Le ministère de la Culture n’est-il pas au courant que la tauromachie fait partie du patrimoine culturel digne de protection sur l’ensemble du territoire national, conformément aux réglementations applicables et aux traités internationaux en la matière ? Est-ce ainsi que le gouvernement entend garantir la conservation de la tauromachie et promouvoir son enrichissement, conformément aux dispositions de l’article 46 de la Constitution ?

Mais l’indignation qui nous submerge découle surtout de l’irresponsabilité d’une décision par omission qui est adoptée après avoir déclaré, dans l’exposé des motifs de la R.D.L. 17/2020, l’importance du secteur culturel dans l’ensemble du P.I.B. par référence à l’année 2017, en omettant que la contribution de l’industrie culturelle de la tauromachie au même P.I.B. cette année-là, elle était de 0,36 % (4,5 milliards d’euros), soit la moitié de celle réalisée par les secteurs du livre et de la presse et de l’audiovisuel et du multimédia (dans laquelle elle affiche également son effet positif) et plus du double du celui des arts plastiques, des arts du spectacle et du patrimoine, des archives et des bibliothèques. Les secteurs font tous l’objet de mesures de soutien dans la R.D.L. 17/2020.

La contribution de la tauromachie à la richesse nationale mérite-t-elle moins d’attention et de protection que celles des autres secteurs culturels ? Le ministère ou le gouvernement ne se soucient-ils pas des droits des travailleurs, des professionnels et des employeurs du secteur taurin ou de leurs familles ? Monsieur le ministre, messieurs du gouvernement : si l’erreur est humaine, rectifier est divin.

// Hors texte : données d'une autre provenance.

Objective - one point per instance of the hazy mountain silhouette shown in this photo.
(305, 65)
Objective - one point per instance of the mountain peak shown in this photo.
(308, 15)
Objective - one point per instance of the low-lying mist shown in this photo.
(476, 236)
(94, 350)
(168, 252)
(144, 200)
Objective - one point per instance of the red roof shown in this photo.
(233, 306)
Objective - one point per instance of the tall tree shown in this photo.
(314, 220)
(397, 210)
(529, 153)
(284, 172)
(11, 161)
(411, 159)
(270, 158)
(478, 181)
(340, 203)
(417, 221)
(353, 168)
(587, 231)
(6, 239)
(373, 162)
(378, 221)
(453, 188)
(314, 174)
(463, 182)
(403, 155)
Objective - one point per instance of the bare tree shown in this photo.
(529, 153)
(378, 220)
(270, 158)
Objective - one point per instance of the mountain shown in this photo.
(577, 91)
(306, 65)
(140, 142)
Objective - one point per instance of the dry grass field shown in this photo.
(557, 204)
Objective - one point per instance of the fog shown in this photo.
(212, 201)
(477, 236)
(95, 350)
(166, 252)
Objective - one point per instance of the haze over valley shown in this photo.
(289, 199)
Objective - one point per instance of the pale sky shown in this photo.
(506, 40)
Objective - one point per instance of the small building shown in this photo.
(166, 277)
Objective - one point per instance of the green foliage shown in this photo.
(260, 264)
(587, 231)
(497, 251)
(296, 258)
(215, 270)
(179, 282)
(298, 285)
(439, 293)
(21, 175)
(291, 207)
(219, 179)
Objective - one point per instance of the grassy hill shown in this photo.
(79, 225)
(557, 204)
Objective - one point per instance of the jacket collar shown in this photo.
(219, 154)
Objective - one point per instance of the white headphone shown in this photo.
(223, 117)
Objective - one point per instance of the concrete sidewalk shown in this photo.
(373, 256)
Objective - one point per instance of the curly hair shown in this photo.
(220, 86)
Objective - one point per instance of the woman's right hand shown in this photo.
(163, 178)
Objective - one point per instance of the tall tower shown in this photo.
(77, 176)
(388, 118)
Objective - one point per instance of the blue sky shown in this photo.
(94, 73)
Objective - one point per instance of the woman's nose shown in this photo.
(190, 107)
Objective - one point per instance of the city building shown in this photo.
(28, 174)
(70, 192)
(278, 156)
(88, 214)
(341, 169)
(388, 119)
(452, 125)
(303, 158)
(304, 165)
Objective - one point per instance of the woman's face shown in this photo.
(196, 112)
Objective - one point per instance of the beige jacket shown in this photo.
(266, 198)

Vous rectifierez dans les meilleurs délais la décision injuste et irresponsable d’exclure le secteur taurin des mesures de soutien au secteur culturel approuvées, par son inclusion immédiate dans le texte de celui-ci dans les mêmes conditions prévues pour le reste des secteurs culturels. N’aggravez pas la situation délicate de la tauromachie, tombant dans la tentation de profiter de la circonstance tragique que nous traversons pour continuer à lui nuire.